Imagem: Lichtenstein
Antonio
Silva
Eles se amavam. De fato a ansiedade, a tensão, o
coração acelerado, a falta de palavras e gestos quando seus olhos se cruzavam.
Dava para garantir que aqueles dois seres se amavam.
Mas, engana-se que o amor é o melhor dos sentimentos,
pode sim ser um dos piores. Eles se amavam, mas não podiam ficar juntos, não
poderiam nem pensar em querer desfrutar de todo o furor que esse amor poderia
trazer para eles. Eles sabiam disso, e talvez isso fizesse eles se amarem ainda
mais.
A sociedade jamais aceitaria seu amor. Justo eles
seres sociais perfeitos de vida pacata, que viviam do jeito que Deus
determinou, mas também do jeito que o Diabo gosta.
Cada um teria que enfrentar sua própria guerra para
ficarem juntos. Teriam que magoar muitas pessoas, perder muitos daqueles que
faziam parte de sua vida, tudo em nome do amor.
Amor insano que poderia fazer com eles algo
inimaginável. Eles se desejavam, e se provocavam. Isso fazia crescer aquele
amor proibido que nem era tão proibido assim, bastava ter coragem.
E eles tiveram coragem. Criaram códigos, senhas,
diálogos próprios para viver aquele amor. Aprenderam a se amar a distância
quando juntos apenas sorrisos e cumprimentos normais, mas seus olhos se amavam
como nunca ninguém amou antes.
Dois poetas que fizeram da poesia seu meio de
comunicação, trocavam versos, palavras que a leitura alheia parecia sem lógica,
mas no universo do amor deles era tudo o que precisavam um do outro era tudo o
que podiam dar um para o outro.
Eles se amavam com palavras. Escrevia no vento que
cortava seu caminho, que balançava seus cabelos. Recebia suas palavras e
devolvia beijos pelo ar. Bastava o gesto e os lábios se tocavam. Contaram seu
segredo ao tempo que assistia as cenas todos os dias.
Escrevia nas folhas das árvores para
que o vento soprasse até seu caminho. Em cada folha um pouco de seu amor.
Viviam na expectativa da repetição dia após dia repetiam incansavelmente o
mesmo ritual. O amor também é a arte de se repetir.
Do alto de sua janela de vidro a
esperava passar, um sorriso, um aceno e um beijo ao vento. Ali começavam seus
dias, ali sobrevivia o romantismo, ali sobrevivia o mais puro amor.

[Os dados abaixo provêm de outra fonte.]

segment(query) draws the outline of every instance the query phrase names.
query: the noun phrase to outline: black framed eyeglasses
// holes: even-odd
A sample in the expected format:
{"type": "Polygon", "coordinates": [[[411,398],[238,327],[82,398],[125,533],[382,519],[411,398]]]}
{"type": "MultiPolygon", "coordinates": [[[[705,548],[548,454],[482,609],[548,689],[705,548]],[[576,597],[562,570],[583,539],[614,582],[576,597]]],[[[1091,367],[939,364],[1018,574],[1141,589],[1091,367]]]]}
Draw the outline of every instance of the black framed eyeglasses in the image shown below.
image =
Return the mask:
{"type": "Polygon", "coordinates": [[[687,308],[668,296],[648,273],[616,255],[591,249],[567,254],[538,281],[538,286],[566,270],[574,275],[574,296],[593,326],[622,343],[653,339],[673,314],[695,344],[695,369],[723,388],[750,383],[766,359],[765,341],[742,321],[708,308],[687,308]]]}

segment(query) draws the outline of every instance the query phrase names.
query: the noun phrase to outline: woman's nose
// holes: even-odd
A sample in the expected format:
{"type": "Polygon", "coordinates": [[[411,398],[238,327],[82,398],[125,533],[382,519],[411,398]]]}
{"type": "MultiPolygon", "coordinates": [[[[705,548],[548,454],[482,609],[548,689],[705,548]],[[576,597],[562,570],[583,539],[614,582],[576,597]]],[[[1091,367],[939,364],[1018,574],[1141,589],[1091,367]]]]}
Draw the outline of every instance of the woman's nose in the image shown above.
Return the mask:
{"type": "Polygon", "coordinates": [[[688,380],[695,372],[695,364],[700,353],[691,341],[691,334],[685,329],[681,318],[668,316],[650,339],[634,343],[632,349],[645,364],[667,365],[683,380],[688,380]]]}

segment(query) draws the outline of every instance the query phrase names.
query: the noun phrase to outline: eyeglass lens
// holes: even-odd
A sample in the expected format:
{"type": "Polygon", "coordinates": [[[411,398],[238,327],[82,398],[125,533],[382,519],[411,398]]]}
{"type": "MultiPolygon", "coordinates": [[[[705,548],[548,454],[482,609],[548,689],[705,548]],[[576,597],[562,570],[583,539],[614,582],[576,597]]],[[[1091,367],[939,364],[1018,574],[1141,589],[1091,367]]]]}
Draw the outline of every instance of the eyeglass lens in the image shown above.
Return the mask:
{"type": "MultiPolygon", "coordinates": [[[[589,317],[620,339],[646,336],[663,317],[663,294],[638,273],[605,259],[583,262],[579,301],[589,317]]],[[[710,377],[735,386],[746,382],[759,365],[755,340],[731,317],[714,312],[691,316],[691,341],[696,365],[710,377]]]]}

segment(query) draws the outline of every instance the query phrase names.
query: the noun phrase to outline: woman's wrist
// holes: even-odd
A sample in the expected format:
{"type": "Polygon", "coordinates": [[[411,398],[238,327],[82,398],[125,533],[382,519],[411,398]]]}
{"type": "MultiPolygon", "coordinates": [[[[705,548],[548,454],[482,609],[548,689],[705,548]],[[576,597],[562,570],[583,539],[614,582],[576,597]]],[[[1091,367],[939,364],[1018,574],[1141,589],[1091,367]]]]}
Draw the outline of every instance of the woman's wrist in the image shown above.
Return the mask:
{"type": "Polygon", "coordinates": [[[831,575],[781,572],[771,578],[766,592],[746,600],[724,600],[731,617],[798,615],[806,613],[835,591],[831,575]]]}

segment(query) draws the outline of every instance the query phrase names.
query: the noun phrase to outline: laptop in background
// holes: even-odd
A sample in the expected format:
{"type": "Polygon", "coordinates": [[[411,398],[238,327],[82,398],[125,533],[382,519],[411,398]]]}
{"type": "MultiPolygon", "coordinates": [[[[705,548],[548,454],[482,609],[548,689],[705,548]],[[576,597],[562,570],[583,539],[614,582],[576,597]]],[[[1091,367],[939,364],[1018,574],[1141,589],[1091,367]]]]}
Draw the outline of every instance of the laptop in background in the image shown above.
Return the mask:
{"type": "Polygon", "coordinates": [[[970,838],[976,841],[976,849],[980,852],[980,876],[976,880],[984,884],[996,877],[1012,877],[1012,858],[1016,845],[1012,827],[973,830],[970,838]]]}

Nunca quiseram mudar isso, poderiam
sim largar toda a vida regrada e socialmente correta que construíram, mas seria
a condenação moral dos dois, teriam que mudar de cidade, talvez de estado ou
até de país para viver aquela paz do sentimento. Seus olhos guardavam o
segredo, guardavam as sensações do corpo, guardavam o desejo que ardia na pele.
Seus olhos eram os cúmplices daquele amor insano. Mas, amores assim mudariam o
mundo se o mundo estivesse preparado.
Sei que eles eram felizes assim. Não
estavam fisicamente juntos, mas espiritualmente sim, e se não podiam se tocar,
se beijar, sair juntos. Viviam na plenitude do pensamento. E isso preservava
apenas o melhor de cada um para o outro.